Could make it out of pretty much anything, but would probably use bronze....if it were me.

Dave


----------



## steamer (Apr 18, 2012)

If you need something bored out Notch....I'm only a couple of states away.....USPS is your friend....

Dave


----------



## 90LX_Notch (Apr 18, 2012)

SMFR- Not to many MKII parts come up. However, there is a complete headstock listed now on eBay.

Alan- Yes it's appears to be the dreaded Zamak. I pushed it too hard because I was in a rush with a part for my Jeep that I needed to drive yesterday afternoon.

Dave- There's not enough there to bore it out. That was my original plan but, it's an investment casting and they made sure to use the least amount of material possible. The hub would be very thin if it was bored out. (It also has two sleeve bearings in it.) Thanks for the offer to bore it. I really appreciate it.


I have two other lathes (MKI and a 7x12 mini lathe) so I'm not dead in the water and this one will still operate fine as long as I don't use the back gear. That's why, I will eventually come up with a intermediate counter shaft between the motor and spindle pulley to drop the rpms.

-Bob


----------



## rake60 (Apr 18, 2012)

We had a similar but much larger part to repair at work several years ago.

The engineers decided we would make a gear with a larger hub on the end that would be threaded 
into the original part. Since the pressure direction of the gear would be clockwise both the new gear 
hub and original part would be threaded with a left hand lead.

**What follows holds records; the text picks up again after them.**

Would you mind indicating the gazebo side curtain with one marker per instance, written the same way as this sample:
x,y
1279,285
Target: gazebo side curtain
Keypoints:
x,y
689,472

My job was to set the original part up, machine the gear off and bore and thread it for the repair gear.
When I was within an inch of the size for the thread, I noticed a thin black line appearing on the face.
This thing had been repaired like this before.
However, the original repair was with a right right hand thread and I'm running a counterclockwise rotating
vertical boring mill.

The it got thin enough for that thread to break loose, the original threaded repair insert spun up smashing
my tooling and created one of those, _*"time to change your pants"*_ moments.  

In the end that type of repair did work.

Rick


----------



## Blogwitch (Apr 18, 2012)

I know it was a while back, but I used to have an old Atlas 10F, and managed to get a second hand Timken head complete and shipped across from the US all for about 200 bucks.

I am sure that a good second hand bull gear will be available somewhere, and if not, Clausing keep spares for most of these older machines, and I found them very reasonable, even to the UK.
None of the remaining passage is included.